On boyutlu sinemalar ve Gerçeklik



Son iki üç yılda ülkemizde, hepimizin az çok bildiği,  10 boyutlu sinemalar türedi. Ben de bir tanesine keşif amaçlı gittim. Salona girdiğimde beni genelde pek de alışık olmadığım türde bir koltuk bekliyordu. Zira koltuk Lunaparklardaki "balerin, gondol, kamikaze, crazy dans"ların tehlikesini azaltmak için kullanılan türde bir koltuktu. Sadece 10 dakika sürecek film başladığında 10 boyutun kerametini üç aşağı beş yukarı anlamaya başladım: 3 boyut gözlüğün verdiği görüntü, ses, hissetme (mesela yağmur), koku, zaman, 7-8 Eksenli teknolojik koltuk...


Koltuğa oturduktan 3-4 dakika sonra yavaş yavaş koltuğunuzdan alınıp filmin bir parçası olmaya başlıyorsunuz.
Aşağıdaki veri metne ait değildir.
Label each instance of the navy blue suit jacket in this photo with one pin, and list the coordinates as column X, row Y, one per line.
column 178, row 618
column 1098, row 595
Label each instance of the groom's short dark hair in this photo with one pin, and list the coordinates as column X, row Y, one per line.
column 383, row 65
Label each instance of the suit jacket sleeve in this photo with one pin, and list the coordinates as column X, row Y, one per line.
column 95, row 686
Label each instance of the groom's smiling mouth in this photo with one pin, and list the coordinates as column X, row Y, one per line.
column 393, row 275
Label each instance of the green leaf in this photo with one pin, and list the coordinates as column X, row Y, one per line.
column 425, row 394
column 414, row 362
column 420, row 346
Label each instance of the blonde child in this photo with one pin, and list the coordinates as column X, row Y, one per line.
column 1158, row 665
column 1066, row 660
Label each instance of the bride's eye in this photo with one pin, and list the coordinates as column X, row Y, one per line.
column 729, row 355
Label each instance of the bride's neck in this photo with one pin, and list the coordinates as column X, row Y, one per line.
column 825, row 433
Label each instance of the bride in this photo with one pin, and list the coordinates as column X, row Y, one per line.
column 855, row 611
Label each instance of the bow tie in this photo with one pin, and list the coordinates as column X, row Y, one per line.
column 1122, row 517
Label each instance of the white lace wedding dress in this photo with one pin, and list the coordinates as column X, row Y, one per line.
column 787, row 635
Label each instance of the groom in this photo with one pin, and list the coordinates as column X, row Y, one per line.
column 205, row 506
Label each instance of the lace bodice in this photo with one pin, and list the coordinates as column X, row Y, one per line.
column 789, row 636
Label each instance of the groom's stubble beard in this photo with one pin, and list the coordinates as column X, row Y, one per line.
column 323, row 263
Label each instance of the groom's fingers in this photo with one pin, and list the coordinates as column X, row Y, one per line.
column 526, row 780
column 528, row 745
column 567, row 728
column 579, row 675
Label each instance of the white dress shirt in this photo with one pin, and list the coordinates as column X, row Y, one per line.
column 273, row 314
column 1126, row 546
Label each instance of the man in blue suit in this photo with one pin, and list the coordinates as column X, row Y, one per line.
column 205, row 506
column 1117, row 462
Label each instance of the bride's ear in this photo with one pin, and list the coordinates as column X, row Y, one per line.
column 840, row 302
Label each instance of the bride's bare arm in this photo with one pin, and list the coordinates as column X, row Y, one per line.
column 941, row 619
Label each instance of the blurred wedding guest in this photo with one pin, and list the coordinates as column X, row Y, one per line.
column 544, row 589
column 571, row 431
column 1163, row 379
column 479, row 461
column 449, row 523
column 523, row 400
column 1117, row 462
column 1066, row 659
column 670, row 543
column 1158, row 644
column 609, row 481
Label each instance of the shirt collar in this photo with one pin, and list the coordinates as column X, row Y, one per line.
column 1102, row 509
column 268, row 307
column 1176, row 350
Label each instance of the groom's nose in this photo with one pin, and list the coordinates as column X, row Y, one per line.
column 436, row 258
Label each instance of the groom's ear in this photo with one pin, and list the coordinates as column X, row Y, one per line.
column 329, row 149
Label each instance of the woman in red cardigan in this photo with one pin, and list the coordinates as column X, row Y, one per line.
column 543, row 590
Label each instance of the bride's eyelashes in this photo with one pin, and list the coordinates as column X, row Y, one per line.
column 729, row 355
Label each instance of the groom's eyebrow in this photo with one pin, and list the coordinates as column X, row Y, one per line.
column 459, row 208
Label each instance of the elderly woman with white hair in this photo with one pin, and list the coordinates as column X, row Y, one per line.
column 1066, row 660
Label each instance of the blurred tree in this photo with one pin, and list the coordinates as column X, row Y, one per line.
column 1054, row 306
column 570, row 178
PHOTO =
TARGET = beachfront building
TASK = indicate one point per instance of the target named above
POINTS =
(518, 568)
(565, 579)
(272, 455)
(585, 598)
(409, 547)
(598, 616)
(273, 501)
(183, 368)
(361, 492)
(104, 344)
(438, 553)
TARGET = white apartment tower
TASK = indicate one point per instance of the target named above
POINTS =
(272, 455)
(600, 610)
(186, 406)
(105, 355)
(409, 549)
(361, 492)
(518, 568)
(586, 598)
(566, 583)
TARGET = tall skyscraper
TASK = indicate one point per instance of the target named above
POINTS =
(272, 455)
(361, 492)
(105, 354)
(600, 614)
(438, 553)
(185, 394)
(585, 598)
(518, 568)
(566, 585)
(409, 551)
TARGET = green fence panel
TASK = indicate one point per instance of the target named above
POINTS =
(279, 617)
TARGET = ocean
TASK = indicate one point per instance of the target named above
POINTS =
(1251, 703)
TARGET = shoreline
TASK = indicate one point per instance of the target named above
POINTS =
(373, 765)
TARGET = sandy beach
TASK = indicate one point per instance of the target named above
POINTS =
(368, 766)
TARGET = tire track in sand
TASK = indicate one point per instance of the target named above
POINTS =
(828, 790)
Türlü türlü çiçeklerin var olduğu bir bahçenin içinden geçerken burnunuza gelen çiçek kokularıyla, yağmur yağarken su zerreciklerinin yüzünüze çarpmasıyla ıslanmış hissini verip, oynar koltukları sayesinde izleyiciye heyecanı ve aksiyonu yaşatıp sizi bambaşka dünyalara götürdüğünde içimden dedim ki, “az önce bu koltuğa oturduğumu hatırlamasam tüm bu gördüklerimi gerçek sanırdım” .


Sinemadan çıktığımda bu efsunlu gösterinin etkisinde kaldığımdan mıdır nedir, zihnimde ‘gerçeklik nedir?’ sorusunu sormaya başladım. Gözümüzle gördüğümüz, sesini duyduğumuz, hissedebildiğimiz, kokusunu aldığımız kısacası 5 duyu organıyla algıladığımız her şey “gerçek” midir? Gerçekse az önce 10 boyutlu sinemada izlediğim 10 dakikalık film de gerçek olurdu. Öyle olmadığına göre ‘gerçeklik’ tanımını tekrardan gözden geçirmek gerekiyor.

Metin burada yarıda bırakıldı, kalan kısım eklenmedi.